Tuesday, May 29, 2012
Air conditioned glove box – for those sales reps who can’t go a whole day without their egg salad sandwich .
Dimmable footwell lights – so your feet can share the spotlight.
Tracking Headlights – so you can see around corners as you turn into them.
Size adjusting cup holders; voice controlled stereo; parking assist – you name it, this car has got it. Each and every feature left me giggling at their excessiveness.
But there is one feature – oh, this one feature that after initial scoffing has got me so hooked that I have considered selling my car to get my hands on it; or I should say – my butt on it.
Ohhhhhh the gloriousness of heated seats! Those of you who have never experienced seat heating cannot truly understand the wonder of a warm, snug bum, or a gently heated spinal column.
Any man who shares a bed with a woman will know how the female derriere can often be like a firm, round block of ice. So to have a seat that warms it gently without screeching about how cold it is can only be a winner in my book.

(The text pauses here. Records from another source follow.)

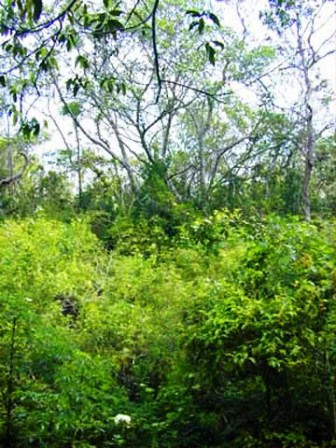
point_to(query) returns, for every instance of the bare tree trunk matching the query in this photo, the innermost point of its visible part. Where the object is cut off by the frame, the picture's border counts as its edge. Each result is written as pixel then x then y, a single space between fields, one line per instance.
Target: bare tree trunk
pixel 308 136
pixel 13 177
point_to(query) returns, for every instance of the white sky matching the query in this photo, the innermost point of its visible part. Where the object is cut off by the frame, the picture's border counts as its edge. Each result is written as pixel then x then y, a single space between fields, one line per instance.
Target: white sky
pixel 229 17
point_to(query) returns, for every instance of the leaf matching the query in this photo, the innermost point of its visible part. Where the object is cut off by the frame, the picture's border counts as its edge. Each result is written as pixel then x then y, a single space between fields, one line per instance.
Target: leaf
pixel 201 26
pixel 193 25
pixel 38 6
pixel 211 52
pixel 193 13
pixel 214 19
pixel 82 61
pixel 218 44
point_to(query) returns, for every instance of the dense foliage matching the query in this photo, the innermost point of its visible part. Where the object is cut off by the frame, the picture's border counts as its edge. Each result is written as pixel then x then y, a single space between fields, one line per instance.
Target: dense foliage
pixel 222 343
pixel 167 263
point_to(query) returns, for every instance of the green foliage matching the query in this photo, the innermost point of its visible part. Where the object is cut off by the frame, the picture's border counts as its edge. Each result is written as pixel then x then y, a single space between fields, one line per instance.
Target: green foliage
pixel 230 323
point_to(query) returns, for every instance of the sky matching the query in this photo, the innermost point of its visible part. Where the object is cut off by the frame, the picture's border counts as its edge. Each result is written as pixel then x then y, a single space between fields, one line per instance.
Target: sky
pixel 227 10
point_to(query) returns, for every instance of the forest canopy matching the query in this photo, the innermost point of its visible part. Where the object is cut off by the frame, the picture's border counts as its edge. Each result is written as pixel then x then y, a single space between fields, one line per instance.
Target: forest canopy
pixel 167 230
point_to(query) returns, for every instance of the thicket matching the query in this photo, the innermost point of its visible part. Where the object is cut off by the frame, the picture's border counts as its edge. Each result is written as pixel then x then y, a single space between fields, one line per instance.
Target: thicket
pixel 224 337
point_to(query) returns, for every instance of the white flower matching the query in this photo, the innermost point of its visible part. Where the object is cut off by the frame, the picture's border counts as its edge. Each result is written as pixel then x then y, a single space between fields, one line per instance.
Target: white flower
pixel 122 418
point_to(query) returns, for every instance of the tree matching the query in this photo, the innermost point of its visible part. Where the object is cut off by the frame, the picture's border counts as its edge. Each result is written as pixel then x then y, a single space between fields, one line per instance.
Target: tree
pixel 301 23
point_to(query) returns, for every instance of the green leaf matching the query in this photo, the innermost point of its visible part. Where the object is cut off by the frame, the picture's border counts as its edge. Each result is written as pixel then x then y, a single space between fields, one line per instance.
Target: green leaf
pixel 218 44
pixel 211 52
pixel 38 6
pixel 193 13
pixel 214 19
pixel 82 61
pixel 201 26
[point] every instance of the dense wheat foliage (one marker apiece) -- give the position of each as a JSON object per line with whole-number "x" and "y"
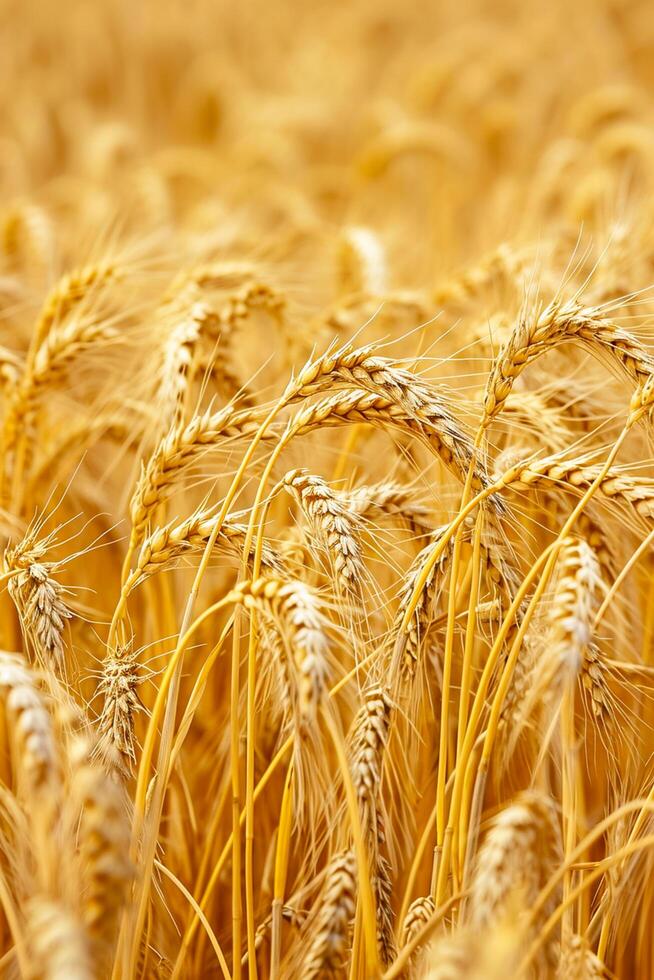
{"x": 327, "y": 490}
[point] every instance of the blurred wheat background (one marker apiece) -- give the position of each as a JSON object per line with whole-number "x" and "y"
{"x": 327, "y": 489}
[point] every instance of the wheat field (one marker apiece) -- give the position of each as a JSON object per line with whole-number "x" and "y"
{"x": 327, "y": 490}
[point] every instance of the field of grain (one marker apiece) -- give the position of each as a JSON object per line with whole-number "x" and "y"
{"x": 327, "y": 490}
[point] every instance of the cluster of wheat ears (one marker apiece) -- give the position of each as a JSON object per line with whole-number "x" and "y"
{"x": 327, "y": 490}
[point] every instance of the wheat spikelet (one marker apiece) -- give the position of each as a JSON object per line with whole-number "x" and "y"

Not only does the base of the seat warm, but the back does as well. At the end of a long day, aching muscles rejoice at the touch of the gloriously warm bucket seats.
I’ve found myself making excuses to travel in KJ’s car just for the seats. Where before I would have driven myself to work, now I find myself suggesting car-pooling most days. When we arrive at work, it’s a struggle to drag myself from the warm embrace of the car into the chill morning air and icy desk chair of my office.
Every other seat seems inferior. Even my beautiful, comfy couch has lost some of the lustre that it once had.
Even now as I type this, I’m painfully aware that my bum is quite cold.
Oh, heated seats. You’ve ruined my bum for all other chairs.